Table 2 Multivariate Cox Proportional Hazards Regression Model of Cancer-Specific Progression-Free Survival and Overall Survival in the Unmatched and Matched Cohorts
We hypothesized that the presence of diabetes before ICI treatment would be associated with fewer irAEs in patients receiving treatment for advanced lung cancer. However, diabetes status was not associated with irAE rate but was associated with shorter PFS in DM patients. The structural and conformational dynamics of the immune-related cancer agents nivolumab and pembrolizumab are referred to as anti–PD-1 antibody.1 Tumour cells express programmed death-ligand 1 (PD-L1) on their surface, to avoid attack from the immune system. However, PD-L1 binds to PD-1, which is expressed on the surface of T cells, thereby suppressing the immune system. Anti–PD-1 antibody binds to PD-1, thus inhibiting the interaction of cancer cells and immune cells.23 These are the key mechanism in the ICI treatment and the magnitude of glucose tolerance before the treatment is unclear. Of greatest interest is, this immunotherapeutic approach is often associated with immune-mediated toxic events, known as irAEs. Interestingly, irAEs were found to be associated with improved OS and cancer-specific PFS in several advanced cancers.11,12 Unfortunately, in patients with pre-existing diabetes, our results failed to elucidate the relationship between decreased post-ICI treatment OS/PFS with the rate of irAEs an advanced cancer.
Diabetes and Immune Reactivity
The state of diabetes might affect immune activity. During ICI treatment, its cognate antigen triggers an immune response by which several T cell clones target cancer cells.24 A recent study reported that diabetes is a chronic, low-grade inflammatory disease in which expression or activation of immune-related molecules is altered.25 T cells differentiate into various types of immune cells by specific stimulation and in relation to the source of energetic nutrient transport. Under conditions of normoglycemia, naive T cells use lipids as their predominant energy substrate to differentiate regulatory T cells. However, under conditions of hyperglycaemia, glucose is mainly used as the energy substrate to differentiate to Th17.26 Furthermore, PD-1 expression on tumour cell surfaces is diminished in diabetes, which blunts the response to activated T cells.27 Although hyperglycaemia, including diabetes, is known to alter immune T cell activity, the response to ICI in the context of advanced cancer treatment is not well understood. Our findings showed no association between diabetes before ICI and irAEs incidence, which was associated with subsequent OS and PFS. The results were similar in the PFS-matched cohort and overall, ie, in the unmatched cohort.
Diabetes and Cancer-Specific Outcomes
Ten percent of the world population will develop diabetes during their life,28 and 55% of persons with diabetes will receive a cancer diagnosis. The mechanisms underlie diabetes and cancer may play a role in the developing of both disease activity; that is, the increase in body weight, the increases risk of diabetes and cancer.29 The link between the two diseases (diabetes and cancer) results in worse outcomes for both.30,31 However, “obesity paradox” has been reported in several advanced cancer. The patients with obesity may have better outcome in treating with ICI, in which the impact of body adiposity might be related to the irAEs development.32 A nutritional status has a pleiotropic effect on an individual patient background, both synergically acting in producing cancer treatment outcomes. Because of such complex interactions, a clear cause-effect relationship between BMI and cancer treatment survival seems to be difficult to carry out, we avoid to simply compare the body weight in this study.

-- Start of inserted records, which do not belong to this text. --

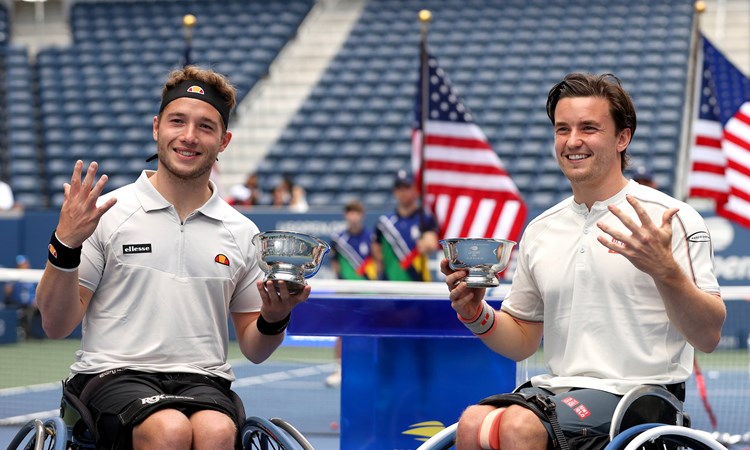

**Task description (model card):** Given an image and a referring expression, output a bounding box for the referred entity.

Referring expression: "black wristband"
[47,230,83,270]
[255,313,292,336]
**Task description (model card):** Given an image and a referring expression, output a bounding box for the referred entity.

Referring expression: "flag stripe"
[688,37,750,230]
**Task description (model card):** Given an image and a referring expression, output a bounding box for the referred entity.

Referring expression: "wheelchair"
[417,386,726,450]
[8,389,314,450]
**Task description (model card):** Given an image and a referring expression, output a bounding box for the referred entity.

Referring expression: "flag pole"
[418,9,432,228]
[182,14,198,67]
[674,0,706,200]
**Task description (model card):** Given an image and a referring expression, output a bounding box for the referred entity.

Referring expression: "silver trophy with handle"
[253,230,331,294]
[440,238,516,288]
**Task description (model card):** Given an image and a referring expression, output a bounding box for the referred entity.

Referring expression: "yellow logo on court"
[401,420,445,442]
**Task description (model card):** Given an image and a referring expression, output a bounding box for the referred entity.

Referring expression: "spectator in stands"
[441,73,726,450]
[0,180,19,211]
[633,166,658,189]
[5,255,39,336]
[37,66,310,449]
[272,176,310,212]
[372,170,439,281]
[227,173,263,208]
[326,200,377,387]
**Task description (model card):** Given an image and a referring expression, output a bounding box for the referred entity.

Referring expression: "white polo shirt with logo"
[502,181,719,394]
[71,171,263,380]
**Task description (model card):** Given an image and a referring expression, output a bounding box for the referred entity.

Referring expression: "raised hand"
[440,259,486,320]
[257,281,312,322]
[56,160,117,248]
[597,195,679,277]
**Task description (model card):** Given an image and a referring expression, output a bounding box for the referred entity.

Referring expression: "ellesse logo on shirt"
[122,244,151,255]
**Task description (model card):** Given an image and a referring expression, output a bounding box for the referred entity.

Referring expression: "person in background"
[5,255,39,337]
[272,176,310,212]
[37,66,310,450]
[326,200,377,387]
[372,170,439,281]
[227,173,264,208]
[0,180,23,211]
[441,73,726,450]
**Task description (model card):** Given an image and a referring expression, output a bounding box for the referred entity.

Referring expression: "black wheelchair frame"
[417,386,726,450]
[8,389,314,450]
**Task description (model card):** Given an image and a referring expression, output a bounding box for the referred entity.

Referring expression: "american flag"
[688,37,750,227]
[412,55,526,241]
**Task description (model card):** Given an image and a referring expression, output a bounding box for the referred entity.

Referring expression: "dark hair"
[159,66,237,132]
[547,73,638,170]
[344,200,365,213]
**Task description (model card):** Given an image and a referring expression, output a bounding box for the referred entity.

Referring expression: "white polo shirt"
[502,181,719,394]
[71,171,263,380]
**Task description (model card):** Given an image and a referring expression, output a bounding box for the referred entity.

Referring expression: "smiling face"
[153,97,232,180]
[554,97,631,199]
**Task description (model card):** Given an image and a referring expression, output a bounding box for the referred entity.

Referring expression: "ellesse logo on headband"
[122,244,151,255]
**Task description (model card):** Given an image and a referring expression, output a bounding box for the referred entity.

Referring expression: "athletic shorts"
[480,387,622,450]
[65,369,244,450]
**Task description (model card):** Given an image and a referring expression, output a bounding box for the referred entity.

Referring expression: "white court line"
[0,363,335,427]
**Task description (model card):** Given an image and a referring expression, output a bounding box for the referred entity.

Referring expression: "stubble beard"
[159,149,213,181]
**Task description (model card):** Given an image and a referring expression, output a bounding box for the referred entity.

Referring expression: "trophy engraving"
[253,230,330,294]
[440,238,516,288]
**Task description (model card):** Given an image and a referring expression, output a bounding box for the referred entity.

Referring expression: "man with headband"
[37,67,310,449]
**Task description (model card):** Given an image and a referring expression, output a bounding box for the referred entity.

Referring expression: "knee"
[456,405,495,449]
[500,405,547,448]
[133,409,193,449]
[190,410,238,449]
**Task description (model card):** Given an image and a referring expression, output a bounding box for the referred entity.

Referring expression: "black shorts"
[65,370,244,449]
[480,387,622,450]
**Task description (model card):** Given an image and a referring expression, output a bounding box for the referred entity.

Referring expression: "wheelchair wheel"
[604,423,726,450]
[8,417,67,450]
[271,418,315,450]
[417,423,458,450]
[240,417,312,450]
[624,425,726,450]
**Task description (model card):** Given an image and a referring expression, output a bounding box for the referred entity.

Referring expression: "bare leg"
[133,409,193,450]
[190,410,237,450]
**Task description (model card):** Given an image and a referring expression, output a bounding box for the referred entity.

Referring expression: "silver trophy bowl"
[440,238,516,288]
[253,230,331,294]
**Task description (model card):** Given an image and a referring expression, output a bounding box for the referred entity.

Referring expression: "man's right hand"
[56,160,117,248]
[440,258,487,320]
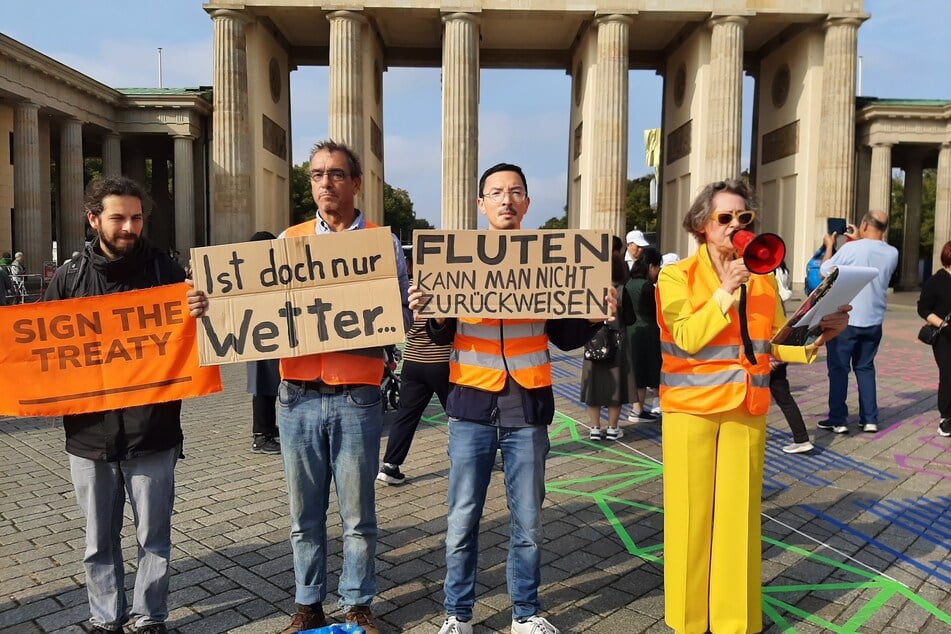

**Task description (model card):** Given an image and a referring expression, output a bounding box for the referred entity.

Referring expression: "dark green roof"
[116,86,211,97]
[855,97,951,108]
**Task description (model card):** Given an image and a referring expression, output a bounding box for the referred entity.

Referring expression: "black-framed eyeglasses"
[310,169,347,183]
[713,209,756,227]
[482,189,528,203]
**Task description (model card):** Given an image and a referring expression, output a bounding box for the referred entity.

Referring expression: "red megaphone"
[731,229,786,275]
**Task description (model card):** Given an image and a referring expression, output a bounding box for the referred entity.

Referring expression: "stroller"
[380,346,403,412]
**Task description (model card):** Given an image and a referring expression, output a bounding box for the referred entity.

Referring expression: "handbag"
[584,324,621,363]
[918,313,951,346]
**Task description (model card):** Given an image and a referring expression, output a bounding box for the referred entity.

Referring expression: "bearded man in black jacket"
[44,177,185,634]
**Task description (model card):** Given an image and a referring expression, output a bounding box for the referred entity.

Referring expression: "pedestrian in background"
[245,231,281,454]
[581,236,637,440]
[376,318,452,486]
[625,247,662,423]
[918,237,951,436]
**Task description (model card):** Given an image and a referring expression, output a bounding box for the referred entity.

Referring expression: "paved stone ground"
[0,295,951,634]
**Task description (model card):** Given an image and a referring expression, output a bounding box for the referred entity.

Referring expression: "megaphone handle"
[738,284,756,365]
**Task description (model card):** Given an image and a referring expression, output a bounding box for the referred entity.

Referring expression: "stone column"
[700,15,747,181]
[146,153,175,251]
[327,11,367,152]
[872,143,892,212]
[56,119,89,261]
[931,143,951,272]
[102,132,122,177]
[816,18,860,217]
[442,13,481,229]
[122,138,148,185]
[211,9,253,244]
[13,101,44,273]
[898,159,921,291]
[173,135,195,262]
[585,14,633,236]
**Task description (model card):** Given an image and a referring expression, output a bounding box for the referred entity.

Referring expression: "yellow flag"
[644,128,660,169]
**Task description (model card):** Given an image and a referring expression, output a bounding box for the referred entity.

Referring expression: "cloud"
[44,38,213,88]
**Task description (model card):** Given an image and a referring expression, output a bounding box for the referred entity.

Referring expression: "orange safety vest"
[281,218,383,385]
[657,247,778,414]
[449,318,551,392]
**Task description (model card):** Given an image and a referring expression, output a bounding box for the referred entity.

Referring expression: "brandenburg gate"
[204,0,868,272]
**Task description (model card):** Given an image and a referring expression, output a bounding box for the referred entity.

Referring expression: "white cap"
[627,229,650,247]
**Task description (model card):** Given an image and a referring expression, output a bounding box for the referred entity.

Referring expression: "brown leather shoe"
[281,603,327,634]
[343,605,380,634]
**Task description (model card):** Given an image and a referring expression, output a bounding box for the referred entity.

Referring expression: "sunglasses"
[713,209,756,227]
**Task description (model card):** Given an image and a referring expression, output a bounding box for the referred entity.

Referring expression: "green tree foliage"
[540,175,657,231]
[624,175,657,231]
[888,169,938,262]
[383,183,435,244]
[539,205,568,229]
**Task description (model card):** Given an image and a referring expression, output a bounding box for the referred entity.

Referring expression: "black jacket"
[426,311,600,425]
[43,240,185,462]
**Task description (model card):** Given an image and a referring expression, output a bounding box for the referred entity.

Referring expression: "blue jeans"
[69,446,181,628]
[278,381,383,609]
[443,419,549,621]
[826,324,882,425]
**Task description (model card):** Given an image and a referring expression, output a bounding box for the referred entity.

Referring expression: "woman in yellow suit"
[657,180,850,634]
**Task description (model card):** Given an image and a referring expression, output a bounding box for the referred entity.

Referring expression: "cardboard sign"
[191,227,403,365]
[413,230,611,319]
[0,284,221,416]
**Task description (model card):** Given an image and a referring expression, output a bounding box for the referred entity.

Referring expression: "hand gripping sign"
[0,284,221,416]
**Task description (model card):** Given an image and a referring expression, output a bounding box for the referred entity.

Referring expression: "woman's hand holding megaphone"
[720,258,750,295]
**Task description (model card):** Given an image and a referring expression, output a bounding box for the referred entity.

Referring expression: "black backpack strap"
[63,254,89,297]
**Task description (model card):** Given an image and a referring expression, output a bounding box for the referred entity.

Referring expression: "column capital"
[211,9,252,25]
[707,14,750,28]
[594,13,637,26]
[822,15,868,30]
[14,100,40,110]
[327,10,369,24]
[442,11,482,26]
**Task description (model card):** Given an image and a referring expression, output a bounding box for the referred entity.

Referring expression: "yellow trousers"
[663,407,766,634]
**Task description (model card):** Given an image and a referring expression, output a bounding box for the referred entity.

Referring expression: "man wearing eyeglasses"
[818,211,898,434]
[410,163,616,634]
[188,140,412,634]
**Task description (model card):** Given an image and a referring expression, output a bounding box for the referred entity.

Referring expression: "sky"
[0,0,951,228]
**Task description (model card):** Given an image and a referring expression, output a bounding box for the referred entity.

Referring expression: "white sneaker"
[512,614,561,634]
[439,616,472,634]
[604,427,624,440]
[783,440,815,453]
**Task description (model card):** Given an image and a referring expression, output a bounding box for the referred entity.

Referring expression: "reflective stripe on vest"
[281,218,383,385]
[449,318,551,392]
[657,246,778,414]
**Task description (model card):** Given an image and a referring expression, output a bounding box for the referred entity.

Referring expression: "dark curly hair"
[83,176,148,216]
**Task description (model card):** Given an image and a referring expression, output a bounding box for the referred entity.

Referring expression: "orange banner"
[0,284,221,416]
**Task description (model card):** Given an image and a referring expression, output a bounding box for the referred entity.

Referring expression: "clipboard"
[771,265,879,346]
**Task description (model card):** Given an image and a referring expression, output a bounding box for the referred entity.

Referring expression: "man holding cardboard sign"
[44,177,185,634]
[188,141,411,634]
[410,163,616,634]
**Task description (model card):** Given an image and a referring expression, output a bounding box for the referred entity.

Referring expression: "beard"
[99,232,139,257]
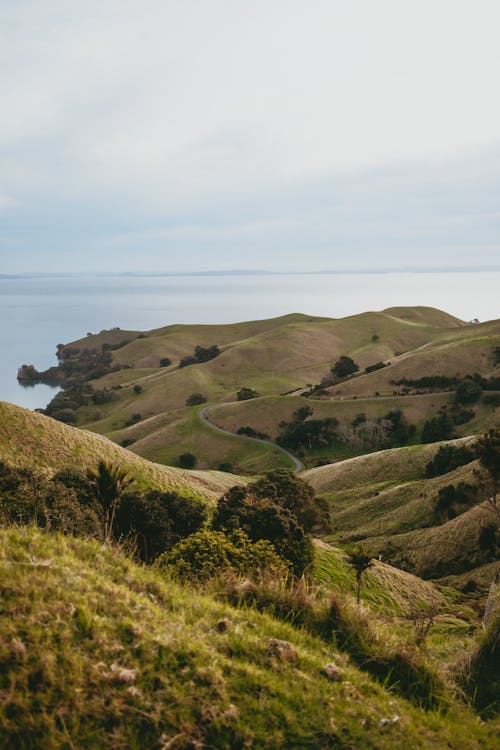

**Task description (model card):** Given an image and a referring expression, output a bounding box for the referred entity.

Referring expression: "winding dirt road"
[199,404,304,474]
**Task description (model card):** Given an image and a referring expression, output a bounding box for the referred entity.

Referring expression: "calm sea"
[0,272,500,409]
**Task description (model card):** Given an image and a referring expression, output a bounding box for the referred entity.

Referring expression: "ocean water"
[0,272,500,409]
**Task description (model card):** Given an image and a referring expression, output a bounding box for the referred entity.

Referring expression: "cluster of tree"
[425,445,475,478]
[159,469,330,579]
[302,355,362,398]
[331,355,359,378]
[178,453,197,469]
[391,372,500,404]
[421,407,464,443]
[236,387,260,401]
[157,529,290,582]
[340,409,416,451]
[365,362,389,374]
[236,425,270,440]
[211,469,329,576]
[179,344,220,367]
[41,383,94,424]
[434,482,478,520]
[186,393,207,406]
[0,461,207,562]
[390,375,458,391]
[276,406,339,451]
[90,386,119,405]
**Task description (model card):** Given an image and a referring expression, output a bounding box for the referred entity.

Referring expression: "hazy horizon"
[0,0,500,282]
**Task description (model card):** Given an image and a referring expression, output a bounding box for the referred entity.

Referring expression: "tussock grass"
[60,307,494,473]
[0,402,244,502]
[0,528,494,750]
[302,437,474,494]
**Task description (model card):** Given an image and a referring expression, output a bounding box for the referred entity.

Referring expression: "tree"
[425,445,474,477]
[347,546,373,606]
[236,387,260,401]
[179,453,196,469]
[157,529,289,581]
[186,393,207,406]
[251,469,330,532]
[115,490,207,562]
[332,356,359,378]
[212,487,313,576]
[475,429,500,514]
[88,461,135,542]
[422,412,455,443]
[455,378,482,404]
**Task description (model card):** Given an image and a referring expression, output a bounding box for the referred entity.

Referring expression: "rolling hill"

PFS was poor in the present patients with diabetes. Diabetes before ICI treatment was associated with worse PFS in lung cancer patients, and pre-treatment diabetes was associated with poor outcomes after chemotherapy for other cancers.33,34
Diabetes and cancer share several intrinsic risk factors (obesity, poor diet, and aging),33 and our results indicate that diabetes was associated with worse OS and PFS, regardless of irAEs development. Although the underlying biological mechanisms are unclear, several hypotheses have been suggested. First, hyperinsulinemia and hyperglycaemia associated with diabetes may increase tumour cell proliferation and metastasis.33 Adipose tissue inflammation may have a role, and insulin resistance might further enhance production of inflammatory cytokines, which could alter the immune system.33 Secondly, patients with diabetes are more likely to develop adverse effects during chemotherapy, which decreases the effectiveness of such treatments.33,34 Although ICI clearly improve outcomes in patients with advanced lung cancer, they are costly and associated with irAEs. In our current health care environment, policymakers, providers, and patients need more evidence in order to determine the value of therapeutic alternatives to ICI treatment. Covariates that could affect ICI effectiveness should be examined. Inappropriate ICI treatment results in detrimental risks, both in social health costs and patient selection bias. Our results shed light on the positive effects of ICI on OS and PFS in patients without diabetes before ICI treatment.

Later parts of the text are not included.